- Born: 15 July 1937 Ashta sehore, Madhya Pradesh, India
- Died: 5 November 2009 (aged 72)
- Occupations: Journalist, Editor

= Prabhash Joshi =

Indian journalist

Prabhash Joshi (15 July 1937 – 5 November 2009) was an Indian journalist, especially Hindi journalism, writer and political analyst. He was strongly in favour of "ethics and transparency". He played a part in Gandhian movement, Bhoodan movement, and in the surrender of bandits and in the struggle against emergency.

==Early life==
Prabhash Joshi was born in Ashta near Bhopal, Madhya Pradesh, India to Pandarinath Joshi and Leela Bai.

==Career==
Prabhash Joshi began his career with Nayi Duniya, was the founder editor of Hindi daily Jansatta in 1983.

He was with the Gandhi Peace Foundation and edited the Hindi version of Everyman's, a journal devoted to advocating Jayaprakash's views and sponsored by Ramnath Goenka. This journal campaigned for JP's movement for purity in public life.

He was also known for his writings on cricket. As a television commentator, he was mainly invited for his views and comments on national politics during the Lok Sabha (lower house of the Parliament of India) or Vidhan Sabha (Legislative Assembly of an Indian state) elections.

Joshi had been writing a Sunday column for Jansatta entitled "Kagad-Kare" for' many years. Recently he had started writing a weekly column entitled "Aughat-Ghat" for Tehelka Hindi. He also worked with the Indian Express as the resident editor at Ahmedabad, Chandigarh and Delhi. After retiring from the newspaper in 1995, he continued as the chief editorial advisor.

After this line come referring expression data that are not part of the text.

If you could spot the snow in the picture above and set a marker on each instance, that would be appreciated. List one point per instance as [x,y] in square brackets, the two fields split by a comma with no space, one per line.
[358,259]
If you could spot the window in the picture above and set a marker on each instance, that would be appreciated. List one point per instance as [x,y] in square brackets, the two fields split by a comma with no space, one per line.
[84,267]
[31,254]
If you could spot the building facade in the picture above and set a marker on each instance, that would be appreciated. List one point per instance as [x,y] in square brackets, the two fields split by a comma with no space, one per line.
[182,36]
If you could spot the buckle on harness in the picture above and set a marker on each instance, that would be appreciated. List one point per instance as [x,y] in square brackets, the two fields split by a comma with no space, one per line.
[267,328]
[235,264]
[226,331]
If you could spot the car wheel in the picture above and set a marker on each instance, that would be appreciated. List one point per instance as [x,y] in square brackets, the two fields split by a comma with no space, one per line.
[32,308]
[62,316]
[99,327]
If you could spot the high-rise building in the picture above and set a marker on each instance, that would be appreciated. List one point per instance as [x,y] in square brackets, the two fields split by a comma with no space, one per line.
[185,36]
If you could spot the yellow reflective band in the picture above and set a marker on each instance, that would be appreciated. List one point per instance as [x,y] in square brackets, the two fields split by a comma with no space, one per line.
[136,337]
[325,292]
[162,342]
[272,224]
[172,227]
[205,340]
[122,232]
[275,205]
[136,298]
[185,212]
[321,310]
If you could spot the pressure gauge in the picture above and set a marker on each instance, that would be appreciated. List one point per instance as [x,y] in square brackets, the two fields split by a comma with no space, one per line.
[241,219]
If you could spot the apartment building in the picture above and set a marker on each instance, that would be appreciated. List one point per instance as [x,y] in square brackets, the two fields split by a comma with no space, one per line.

He also wrote a book on Hinduism. As he was from the land of the Malwa region of Kumar Gandharva, he loved the unique staccato style of classical vocal music.

===Death===
Prabhash Joshi died 5 November 2009 from a heart attack, after watching an India-Australia cricket match.

==Personal life==
Prabhash Joshi was married to Usha. He lived with his wife in Jansatta Apartments, in Vasundhara, Ghaziabad, Uttar Pradesh. They have a daughter, Sonal, and two sons, Sandeep and Sopan.